This repository contains the skeleton to write high level motion planning code for the 2023 Montreal Robotics Summer School (MRSS).
This code should be used as a package in a TagSLAM MRSS workspace. For MRSS, we will provide desktops where TagSLAM is already installed. You can also install the TagSLAM MRSS stuff on your own machine.
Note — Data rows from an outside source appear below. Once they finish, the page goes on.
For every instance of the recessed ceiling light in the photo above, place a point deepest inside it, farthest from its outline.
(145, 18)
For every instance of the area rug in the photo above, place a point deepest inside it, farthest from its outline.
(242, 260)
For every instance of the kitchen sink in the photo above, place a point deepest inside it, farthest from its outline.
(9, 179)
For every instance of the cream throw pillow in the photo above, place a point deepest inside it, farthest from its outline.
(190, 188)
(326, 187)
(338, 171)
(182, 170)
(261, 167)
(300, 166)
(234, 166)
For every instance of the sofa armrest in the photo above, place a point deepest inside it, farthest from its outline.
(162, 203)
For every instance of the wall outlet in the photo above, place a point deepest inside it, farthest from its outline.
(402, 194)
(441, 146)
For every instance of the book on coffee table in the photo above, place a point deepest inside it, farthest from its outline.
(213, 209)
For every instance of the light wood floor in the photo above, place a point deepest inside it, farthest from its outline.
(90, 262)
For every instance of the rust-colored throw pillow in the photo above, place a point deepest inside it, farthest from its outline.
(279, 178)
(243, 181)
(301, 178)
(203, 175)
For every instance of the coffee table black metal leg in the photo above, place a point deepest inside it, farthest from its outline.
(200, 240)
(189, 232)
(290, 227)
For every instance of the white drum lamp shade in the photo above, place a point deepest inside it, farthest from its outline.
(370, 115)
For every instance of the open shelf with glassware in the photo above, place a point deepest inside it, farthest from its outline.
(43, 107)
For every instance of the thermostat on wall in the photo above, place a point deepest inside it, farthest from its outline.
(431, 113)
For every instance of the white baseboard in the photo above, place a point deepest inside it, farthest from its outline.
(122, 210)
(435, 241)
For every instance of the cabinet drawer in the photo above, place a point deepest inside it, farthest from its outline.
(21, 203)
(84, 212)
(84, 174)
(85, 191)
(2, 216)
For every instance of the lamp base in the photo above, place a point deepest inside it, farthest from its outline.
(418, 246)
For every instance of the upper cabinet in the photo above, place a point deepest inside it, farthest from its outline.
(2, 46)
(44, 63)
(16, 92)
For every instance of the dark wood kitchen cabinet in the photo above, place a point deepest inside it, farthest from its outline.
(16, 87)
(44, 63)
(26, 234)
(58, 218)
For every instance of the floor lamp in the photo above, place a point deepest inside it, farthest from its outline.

First make sure to fork this repository and RENAME IT to some $TEAM_NAME
.
Now clone your package in tagslam_root:
cd ~/tagslam_root/src
git clone $YOUR_FORK_URL
Your first commit should be to replace all instances of mrss_motion
with $TEAM_NAME
in the following files:
tagslam_root/src/$TEAM_NAME/package.xml
tagslam_root/src/$TEAM_NAME/CMakeLists.txt
tagslam_root/src/$TEAM_NAME/src/launch/motion_planning.launch
Once this is done, build your package
cd ~/tagslam_root
catkin_make
In any terminal where you need to use your motion planning package, you should run
source ~/tagslam_root/devel/setup.bash
Now make sure that the main TagSLAM MRSS launch file is running in another terminal:
roslaunch tagslam mrss_laptop.launch rviz:=1
Then you can launch motion planning with
roslaunch $TEAM_NAME motion_planning.launch twist:=0 rl_policy:=0
Setting twist:=1
will launch the Unitree controller. The controller will listen to the cmd_vel
topic and track
the velocities published by the planner node.
Setting rl_policy:=1
will launch an RL controller. Make sure to update your policy path in tagslam_root/src/$TEAM_NAME/nodes/rl_policy.py
.
Do not use both twist and rl_policy at the same time.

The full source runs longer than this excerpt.